Colorado has one of the very worst, most punitive educator evaluation laws in the nation, called SB 191. It was written by ex-TFA member State Senator Michael Johnston.
Please sign this petition to repeal 191.
In typical corporate reform fashion, the bill has a deceptive title,”like “Great Schools, Great Teachers,” but the mechanism of “greatness” is to tie 50% of teachers’ evaluations to student test scores. In 2010, when the bill was passed, value-added-assessment was new and promising. The Gates Foundation and the U.S. Department of Education promoted it. To be eligible for Race to the Top funding or for a waiver from the impossible mandates of No Child Left Behind, starred were required to evaluate teachers by their students’ scores.
Now we know that VAM doesn’t work. It is inaccurate , unreliable, and demoralizing. It says more about who is in the class than teacher quality.
It is time to get rid of VAM.
Same as Ohio. A computer does the calculation.
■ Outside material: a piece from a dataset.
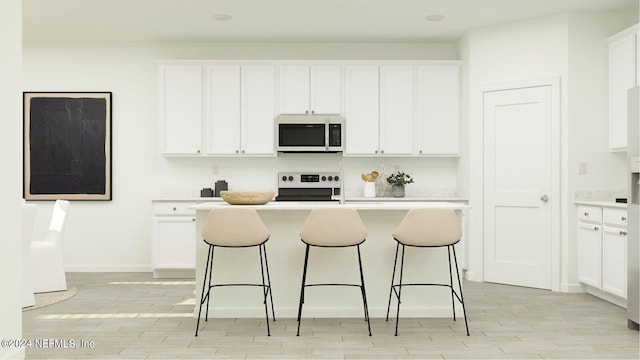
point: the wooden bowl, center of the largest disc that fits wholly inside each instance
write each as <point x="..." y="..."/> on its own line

And it is probably an old Macintosh with frayed cords and burned out floppy drive.
I was elected to the Colorado State senate, after serving in the Colorado House, 6 years as chair of the Education Committee. I fought desperately against passage of 191 in 2010. Biggest disappointment of my political career. I intend to bring legislation to repeal it during my term in the Senate. Might be asking you for help, perhaps testifying against it? Senator-elect Michael Merrifield Date: Tue, 25 Nov 2014 15:00:56 +0000 To: vgmike@msn.com
Wonderful to hear from you, Michael Merrifield. SB 191 is a very bad law.
Grateful for your support, Senator. There are precious few educational policymakers with a combination of your viewpoints and willingness to battle short-sighted Reforms. Diane, if it’s at all possible for you to testify, it would probably be invaluable. In Ohio, where these policies have been debated and re-debated, the majority of witnesses are representatives from Students First.
Dr. Ravitch,
I echo Senator Merrifield’s question:
WOULD YOU be willing to travel to Colorado and testify in person against 191, and for its repeal (your health permitting, of course… and everything else permitting, too 😉 ) ?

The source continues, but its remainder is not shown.